A consulta foi feita pela presidente da Câmara, Karla Taianna Xavier Franco. Entre as questões apresentadas ao Tribunal estava a possibilidade de iniciar imediatamente o pagamento quando já houver previsão normativa e dotação orçamentária. Ao analisar o caso, o TCE concluiu que o adicional de férias não representa aumento do subsídio dos vereadores, mas um direito social previsto na Constituição.
A conclusão levou o Tribunal a rever parcialmente a Resolução nº 299, de 2015. O entendimento anterior exigia respeito ao princípio da anterioridade, regra segundo a qual alterações na remuneração dos vereadores devem produzir efeitos apenas na legislatura seguinte. Com base na interpretação do Tema 484 do Supremo Tribunal Federal (STF), o TCE afastou essa exigência especificamente para o terço constitucional de férias.
A mudança não ficou restrita à Câmara de Almas.
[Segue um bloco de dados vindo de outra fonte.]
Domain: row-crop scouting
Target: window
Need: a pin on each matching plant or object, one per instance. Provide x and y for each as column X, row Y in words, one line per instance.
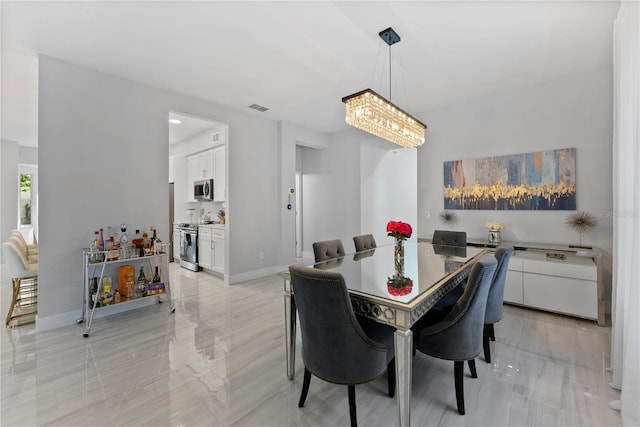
column 25, row 199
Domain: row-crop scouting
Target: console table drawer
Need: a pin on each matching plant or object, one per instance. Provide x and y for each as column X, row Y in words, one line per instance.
column 561, row 294
column 576, row 268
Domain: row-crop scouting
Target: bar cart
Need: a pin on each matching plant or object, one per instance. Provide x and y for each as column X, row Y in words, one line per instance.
column 98, row 266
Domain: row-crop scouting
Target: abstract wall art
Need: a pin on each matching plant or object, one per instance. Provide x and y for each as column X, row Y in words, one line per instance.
column 543, row 180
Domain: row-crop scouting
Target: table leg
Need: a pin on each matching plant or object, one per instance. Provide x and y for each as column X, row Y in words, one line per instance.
column 403, row 341
column 290, row 333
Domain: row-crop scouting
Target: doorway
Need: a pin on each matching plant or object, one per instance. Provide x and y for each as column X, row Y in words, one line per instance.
column 298, row 213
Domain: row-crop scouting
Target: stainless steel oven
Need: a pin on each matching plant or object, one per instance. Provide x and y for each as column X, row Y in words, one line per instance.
column 189, row 246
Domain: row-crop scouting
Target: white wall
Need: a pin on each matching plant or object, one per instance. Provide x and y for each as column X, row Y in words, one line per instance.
column 388, row 188
column 575, row 111
column 352, row 187
column 331, row 198
column 8, row 188
column 103, row 160
column 292, row 139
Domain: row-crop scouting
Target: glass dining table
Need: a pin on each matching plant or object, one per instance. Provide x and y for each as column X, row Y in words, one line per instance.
column 392, row 290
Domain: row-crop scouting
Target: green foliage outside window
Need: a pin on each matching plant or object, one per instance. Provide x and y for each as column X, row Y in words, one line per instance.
column 25, row 199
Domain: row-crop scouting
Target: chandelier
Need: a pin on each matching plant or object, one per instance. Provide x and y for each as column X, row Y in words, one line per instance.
column 372, row 113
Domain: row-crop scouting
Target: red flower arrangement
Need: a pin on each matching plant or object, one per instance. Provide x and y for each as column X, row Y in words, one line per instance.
column 399, row 230
column 399, row 285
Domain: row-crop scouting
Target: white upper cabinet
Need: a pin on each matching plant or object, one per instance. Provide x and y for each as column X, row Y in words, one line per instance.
column 210, row 164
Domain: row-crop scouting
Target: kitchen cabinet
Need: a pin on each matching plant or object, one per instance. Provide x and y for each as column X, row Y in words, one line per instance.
column 193, row 166
column 204, row 247
column 176, row 244
column 211, row 247
column 210, row 164
column 218, row 241
column 219, row 173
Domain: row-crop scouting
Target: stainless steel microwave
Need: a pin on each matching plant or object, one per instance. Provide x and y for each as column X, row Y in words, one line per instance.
column 203, row 190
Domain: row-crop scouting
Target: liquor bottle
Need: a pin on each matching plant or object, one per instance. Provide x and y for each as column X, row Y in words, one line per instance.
column 156, row 276
column 152, row 244
column 101, row 242
column 101, row 245
column 158, row 245
column 141, row 284
column 95, row 247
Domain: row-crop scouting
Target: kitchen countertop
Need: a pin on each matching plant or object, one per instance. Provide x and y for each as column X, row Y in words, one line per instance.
column 218, row 226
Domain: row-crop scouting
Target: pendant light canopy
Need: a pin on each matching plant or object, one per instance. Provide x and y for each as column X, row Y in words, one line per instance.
column 372, row 113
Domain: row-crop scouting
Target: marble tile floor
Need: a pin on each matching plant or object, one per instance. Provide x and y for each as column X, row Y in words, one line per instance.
column 219, row 361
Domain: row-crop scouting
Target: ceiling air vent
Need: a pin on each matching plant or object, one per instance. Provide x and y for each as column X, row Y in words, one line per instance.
column 258, row 107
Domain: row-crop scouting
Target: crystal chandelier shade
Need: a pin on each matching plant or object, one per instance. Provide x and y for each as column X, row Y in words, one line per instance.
column 370, row 112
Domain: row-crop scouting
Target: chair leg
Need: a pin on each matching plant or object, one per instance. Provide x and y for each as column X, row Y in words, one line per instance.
column 458, row 370
column 352, row 405
column 391, row 378
column 305, row 387
column 472, row 368
column 486, row 335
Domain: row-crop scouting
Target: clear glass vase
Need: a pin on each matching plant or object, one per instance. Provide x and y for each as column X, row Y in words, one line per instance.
column 398, row 257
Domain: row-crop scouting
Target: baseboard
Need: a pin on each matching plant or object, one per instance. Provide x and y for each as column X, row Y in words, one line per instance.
column 254, row 274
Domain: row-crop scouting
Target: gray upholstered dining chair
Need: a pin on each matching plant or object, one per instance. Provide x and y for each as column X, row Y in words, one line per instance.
column 495, row 300
column 457, row 334
column 336, row 347
column 449, row 238
column 328, row 249
column 364, row 242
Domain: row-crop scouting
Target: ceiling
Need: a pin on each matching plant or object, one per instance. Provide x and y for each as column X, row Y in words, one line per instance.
column 300, row 58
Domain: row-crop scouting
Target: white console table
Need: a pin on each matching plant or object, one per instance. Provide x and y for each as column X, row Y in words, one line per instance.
column 557, row 278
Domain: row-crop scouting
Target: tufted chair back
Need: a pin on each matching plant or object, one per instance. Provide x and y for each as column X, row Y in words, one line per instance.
column 328, row 249
column 459, row 335
column 336, row 347
column 449, row 238
column 495, row 299
column 364, row 242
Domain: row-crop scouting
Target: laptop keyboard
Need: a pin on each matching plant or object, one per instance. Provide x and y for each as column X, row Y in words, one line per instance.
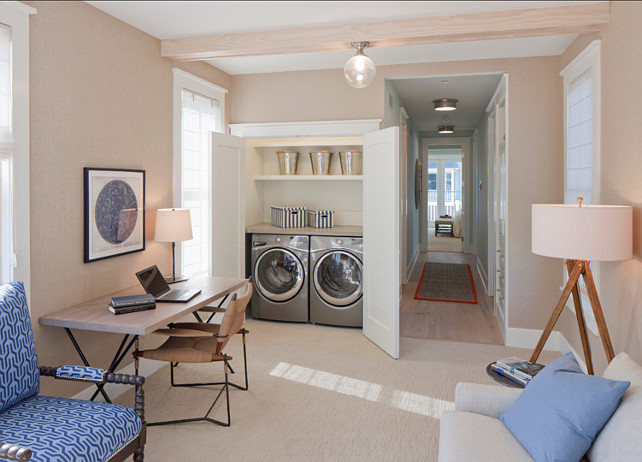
column 174, row 294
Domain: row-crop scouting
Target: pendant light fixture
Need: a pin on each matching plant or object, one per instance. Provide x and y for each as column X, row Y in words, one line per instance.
column 446, row 128
column 360, row 70
column 445, row 104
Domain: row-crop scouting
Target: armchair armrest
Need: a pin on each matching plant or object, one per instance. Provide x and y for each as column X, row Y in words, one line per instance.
column 489, row 400
column 14, row 452
column 107, row 377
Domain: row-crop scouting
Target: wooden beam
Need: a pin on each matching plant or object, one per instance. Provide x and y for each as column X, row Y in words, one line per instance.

O próprio Tribunal registrou que a resposta à consulta tem caráter normativo e constitui “prejulgamento da tese”, embora não do caso concreto. A resolução determina ainda a atualização dos registros de jurisprudência do TCE para incorporar a superação parcial do precedente de 2015.
O novo entendimento não autoriza, porém, o pagamento de forma automática por qualquer Câmara. Segundo o TCE, é necessária previsão em lei específica, além de disponibilidade orçamentária e financeira e respeito à Lei de Responsabilidade Fiscal e aos limites constitucionais de despesas. A Câmara pode usar uma resolução para regulamentar o benefício, desde que exista previsão legal anterior.
A decisão foi tomada em 3 de agosto e assinada em 7 de agosto. Participaram sete conselheiros, e o entendimento foi aprovado por unanimidade.